What is threat hunting?
Threat Hunting is the process carried to actively seek out threats on a network and identify malicious actors lurking on your network. Our SOC Team gathers a baseline of activity of your network to determine normal network activity. Our SOC analysts then kick off the hunt to find, track and hunt out a malicious actor. With real-time threat intelligence powered by AlienVault OTX our SOC Analysts siphon through your network traffic and host activity to compare it to the latest threats emerging. Throughout the hunting process our analysts use various procedures including Lockheed Martin’s Cyber Kill Chain, OODA Loop and Pyramid of Pain.
Why threat hunt?
There are numerous benefits to threat hunting by taking the proactive approach to look and seek out your threats. Threat hunting enriches SIEM alarming, new correlations can be created from the findings of the hunt. Underlying performance issues can also be discovered from threat hunting process. When threat hunting has been applied in your network it allows for new emerging threats to be thwarted quickly, whether it is an insider or outsider threat.
Keeping on top of identifying new threats drastically helps security posture across your network.
How do we conduct threat hunting?
Our SOC analysts actively seek out threats by hypothesising a question of what, why, where, when and how? By mining through security data applying hunting procedures and using the latest threat intelligence, new threats to your network can be stopped.
We apply threat hunting methods such as Honeytokens, Baselining, IOC based Hunting and Malware and Ransomware Remnants Hunting. We hunt out specifically target threats to your industry to help accurate locate and stop before a compromise or breach happens.
After onboarding is completed and a network activity baseline is established. Our analysts set out to hunt out and detect any malicious activity that is deviating away from normal activity.

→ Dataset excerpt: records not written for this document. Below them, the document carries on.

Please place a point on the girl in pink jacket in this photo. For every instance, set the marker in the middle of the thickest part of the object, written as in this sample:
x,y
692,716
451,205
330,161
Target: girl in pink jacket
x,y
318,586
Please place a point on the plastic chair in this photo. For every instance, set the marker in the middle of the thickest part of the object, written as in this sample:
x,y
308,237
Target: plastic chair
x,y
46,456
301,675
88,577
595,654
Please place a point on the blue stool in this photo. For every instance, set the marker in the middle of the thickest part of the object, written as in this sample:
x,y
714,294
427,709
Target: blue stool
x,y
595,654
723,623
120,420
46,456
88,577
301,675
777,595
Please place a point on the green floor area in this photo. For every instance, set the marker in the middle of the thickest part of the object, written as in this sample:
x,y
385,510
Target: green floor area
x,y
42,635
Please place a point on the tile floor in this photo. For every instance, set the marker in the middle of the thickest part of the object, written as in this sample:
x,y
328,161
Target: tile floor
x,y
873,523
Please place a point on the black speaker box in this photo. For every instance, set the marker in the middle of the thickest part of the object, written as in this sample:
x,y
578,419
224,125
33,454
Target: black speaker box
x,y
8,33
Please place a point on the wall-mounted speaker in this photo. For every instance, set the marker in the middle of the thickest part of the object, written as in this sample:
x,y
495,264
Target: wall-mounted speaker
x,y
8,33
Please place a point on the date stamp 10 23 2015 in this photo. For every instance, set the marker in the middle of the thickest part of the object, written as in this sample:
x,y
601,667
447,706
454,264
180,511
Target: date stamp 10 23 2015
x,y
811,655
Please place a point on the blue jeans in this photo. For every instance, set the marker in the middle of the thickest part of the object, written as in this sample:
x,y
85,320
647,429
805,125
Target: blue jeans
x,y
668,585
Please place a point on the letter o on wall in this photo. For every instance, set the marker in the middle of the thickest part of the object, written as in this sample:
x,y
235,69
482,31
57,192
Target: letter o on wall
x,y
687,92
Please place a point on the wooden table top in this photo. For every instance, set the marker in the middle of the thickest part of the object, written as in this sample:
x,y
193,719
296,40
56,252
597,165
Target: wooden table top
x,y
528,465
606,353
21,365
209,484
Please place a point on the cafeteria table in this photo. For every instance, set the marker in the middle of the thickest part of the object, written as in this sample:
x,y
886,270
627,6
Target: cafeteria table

Establishing a baseline is important before conducting any threat hunting. As some network activity may appear to be a threat may not actually be classified as threat on other networks.
Indicator of Compromise – Based Hunting
We receive the latest threat intelligence through our sources, as this intel comes into our SOC we compile these indicators of compromise and scan your network for these IOC’s. We report back to our customers with this information and initiate Incident Response to contain and eradicate these threats.
Malware & Ransomware Remnants Hunting
Any remnants left over from previous cases of malware or ransomware are also related to IOC hunting, Older artefacts can be gathered from endpoints. This may lead to the root cause of how and why a compromise happened in the past.